Le jour où les hommes pleurent…

🪾LE JOUR OÙ LES HOMMES PLEURENT…
A un mois d’intervalle, j’ai reçu dans l’infirmerie des entreprises où je travaille deux personnes. Des hommes dans la trentaine. Avec à l’intérieur une sorte de bombe émotionnelle qui était en train d’exploser. Mais sous cloche. Comme si ça allait faire trop mal si on laissait tout sortir.

Cela m’émeut beaucoup. J’ai trois enfants, qui sont devenus trois hommes, et que j’ai élevés en leur apprenant à accepter leurs émotions. Mais la plupart de ceux que je croise ont appris à les taire, les minimiser, les étouffer. Comme s’il fallait avancer dans la vie en répétant « même pas mal », malgré les bouleversements qu’elle ne manque pas de provoquer.

Je suis touchée de voir ces hommes arriver dans un état de vulnérabilité qui leur est parfois insupportable. Ils viennent parfois aussi à la roulotte. Et j’aime accueillir ces fragilités pudiques qui se dévoilent dans les murs de l’infirmerie. Ils sont réticents à lâcher ce qui leur pèse, et finissent chaque fois par conclure que cela fait du bien, finalement. De se délester de ce qui est trop lourd.

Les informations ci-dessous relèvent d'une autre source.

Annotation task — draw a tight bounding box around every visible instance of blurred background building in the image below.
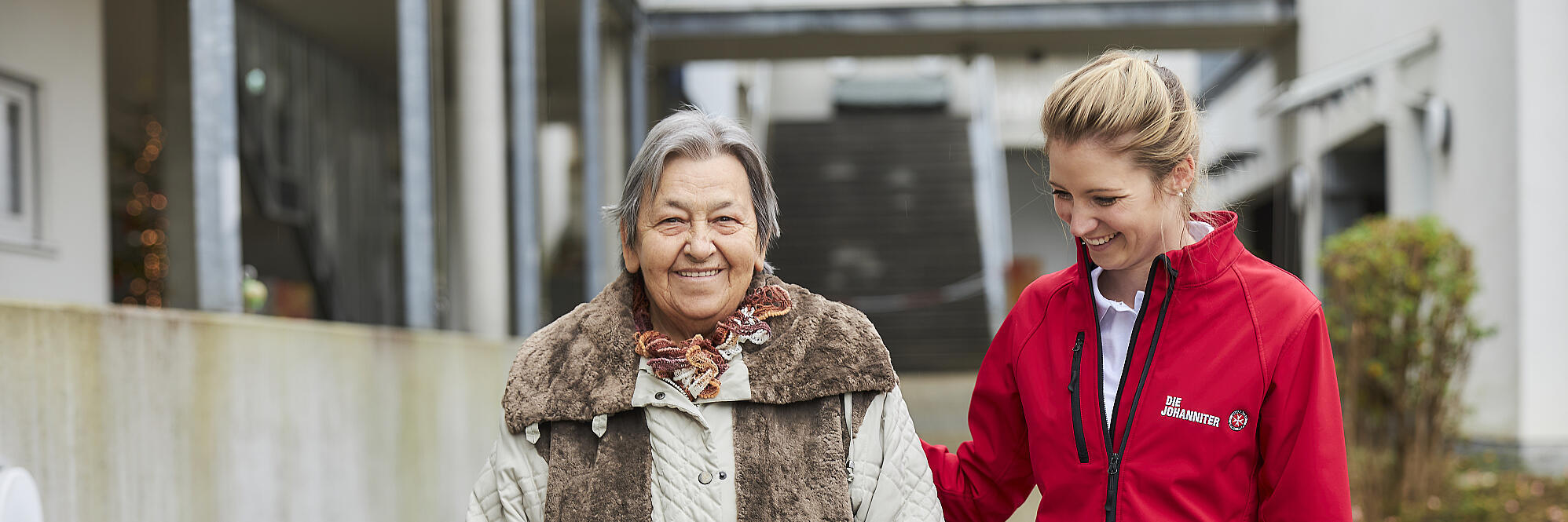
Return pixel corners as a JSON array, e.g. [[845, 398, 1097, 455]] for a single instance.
[[0, 0, 1568, 520]]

Je n’ai pas la prétention de les aider. Mais le simple fait d’écouter leur histoire, sans les juger, en autorisant les larmes, c’est salvateur en soi. Alors ma formation récente au PREMIERS SECOURS EN SANTE MENTALE FRANCE (PSSM FRANCE) m’est utile. J’avais même mon manuel sous la main aujourd’hui, et j’ai pu faire un récapitulatif de toutes les ressources qui pouvaient aider le salarié qui est venu me voir à rebondir. En lui laissant la porte ouverte, s’il a besoin de repasser me voir.

Dans l’éducation que nous donnons à nos enfants, il me semble impératif introduire l’importance vitale des émotions, et d’apprendre à les accepter, les accueillir en cessant d’y résister en permanence. C’est une vraie souffrance, en particulier pour des hommes qui ont appris à éteindre ces vécus pour rester dans le rôle qu’on attend d’eux: des êtres en acier inoxidable qui ne peuvent faillir. Il se trouve que les hommes, comme les femmes, ont des coups de moins bien, des problèmes relationnels, et parfois aucun soutien autour d’eux pour faire face. Et avec en plus parfois des difficultés à se confier, simplement, ils vivent des moments très compliqués, et une vraie solitude.

Alors je lance un appel à chacun : il est urgent d’apprendre à tendre la main, et pour cela, la formation du PSSM est vraiment pertinente. La santé mentale de chacun affecte les autres, il est temps d’en prendre soin ! Clin d’oeil à mon super formateur, Frédéric FONT.